Machine Learning 5 (Regularized Linear Models)
Multiple Linear Regression (OLS), Lasso Regression, Ridge Regression, Elastic Net Model, SGD Regressor and Regularization
Topics: [OLS, Multiple Linear Regression, Lasso Regression, Ridge Regression, Elastic Net Model, SGD Regressor, regularization]

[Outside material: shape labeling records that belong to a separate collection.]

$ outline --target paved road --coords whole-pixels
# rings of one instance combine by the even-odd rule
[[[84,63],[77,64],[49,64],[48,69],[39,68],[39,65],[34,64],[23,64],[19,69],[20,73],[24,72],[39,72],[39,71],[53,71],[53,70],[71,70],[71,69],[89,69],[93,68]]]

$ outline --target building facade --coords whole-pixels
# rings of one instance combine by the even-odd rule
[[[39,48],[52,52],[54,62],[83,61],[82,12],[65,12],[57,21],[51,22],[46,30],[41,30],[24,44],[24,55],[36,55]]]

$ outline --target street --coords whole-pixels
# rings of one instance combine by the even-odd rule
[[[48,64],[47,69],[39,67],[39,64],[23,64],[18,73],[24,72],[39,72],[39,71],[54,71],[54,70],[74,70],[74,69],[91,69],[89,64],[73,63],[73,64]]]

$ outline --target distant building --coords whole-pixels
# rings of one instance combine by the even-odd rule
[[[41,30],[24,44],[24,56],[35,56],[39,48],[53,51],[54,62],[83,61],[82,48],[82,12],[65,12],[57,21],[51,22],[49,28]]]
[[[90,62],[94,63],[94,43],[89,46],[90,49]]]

Here’s the table of contents:
- 1) Aknowledge the sources used for this tutorial
- 2) Import libraries
- 3) Create dataset for the analysis
- 4) Run Different Linear Models
- 5) Compare model metrics
- 6) Read more about regularization techniques
1) Aknowledge the sources used for this tutorial
The dataset source for this tutorial: https://www.kaggle.com/code/deepakdodi/lasso-and-ridge-hypertuning-over-gapminder-dataset/data
This dataset considers different features (i.e population, fertility, HIV, CO2, child mortality & Female/Male BMI ) to predict life expectancy.
2) Import libraries
2.1) Import libraries
import numpy as np
import pandas as pd
import seaborn as sns
import matplotlib.pyplot as plt
from warnings import simplefilter
from sklearn.preprocessing import StandardScaler
from sklearn.exceptions import ConvergenceWarning
from sklearn.preprocessing import PolynomialFeatures
from sklearn.metrics import r2_score, mean_squared_error
from sklearn.model_selection import RepeatedKFold, train_test_split, GridSearchCV
from sklearn.linear_model import LinearRegression, LassoCV, RidgeCV, ElasticNetCV, SGDRegressor
# Ignore the convergence warning when using the SGDRegressor (Internet research suggests ignoring this warning is not an issue for this algorithm)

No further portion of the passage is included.